For Salesforce – and for all of us in the business of complex creative and technical B2B expertise – positioning is a never-ending evolution. That’s why I don’t the expression “making the positioning decision”, as if it were a solitary event.

It’s becoming more of an every 2 or 3 years thing, as the business landscape mutates more and more rapidly (at least in marketing).

Anyway, if you really have no idea what your  LFPS is, or if you do but you want to change it, here are a few concrete steps you can take to evaluate potential alternative positioning options. These go deeper than the three-part Venn diagram of “What Do You Do Well, What You Love, What People Need”.

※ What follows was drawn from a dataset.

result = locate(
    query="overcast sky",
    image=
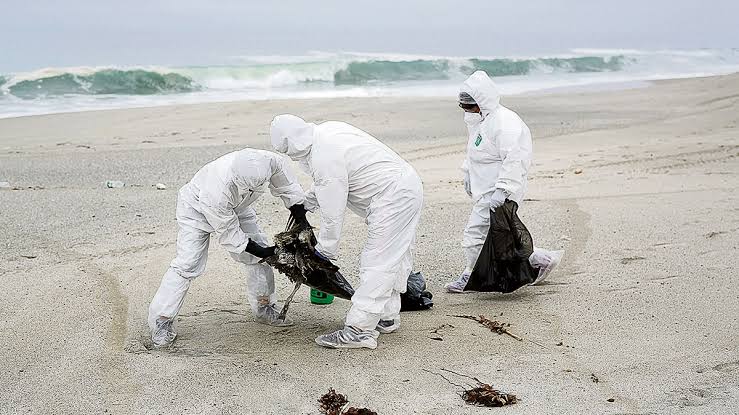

For each positioning concept you are interested in:

  • Count its audience-size. For example, want to help Rachels in business? Calculate how many women are named Rachel in business in your part of the world
  • Evaluate the competition for that audience. How many other businesses are competing for the same audience? In the bloody red competitive ocean, competitors are everywhere. In the blue ocean, there are no competitors. Hence, consulting for women named Rachel is what you call a “Blue Sky Strategy”. ((Blue Sky isn’t necessarily preferable to a Red; most experts recommend a “Slightly Red Sky” strategy. I think it depends on all of these considerations taken together. ))
  • Estimate the demand and urgency – for each audience, how much demand is there, how urgent, how long-lasting? Just because your count reveals a large audience doesn’t mean there is a demand for you you do from them.
  • Know your learning curve for a given audience. How much expertise do you have for each? The 10,000-hour theory as promulgated by M. Gladwell has been rejected by the person from whose research it was derived ((The book to read is Peak: Secrets from the New Science of Expertise, by Anders Ericcson)). So maybe you don’t need 10,000 hours to become an in-demand expert. But what do you need?
  • Look inward at your own interests. This is the What You Love circle in the three-part Venn diagram referenced above
  • Evaluate risk. Your appetite for risk – and concomitantly, your capacity for risk. 

If you want to dive really deep here, Philip Morgan offers a book, a course, and coaching around this process. Quite fascinating stuff – just don’t waste too much time perusing NAICS codes.

And remember – you’re at a big party. Be bold in your positioning and you will find intimate conversations with those who need what you do.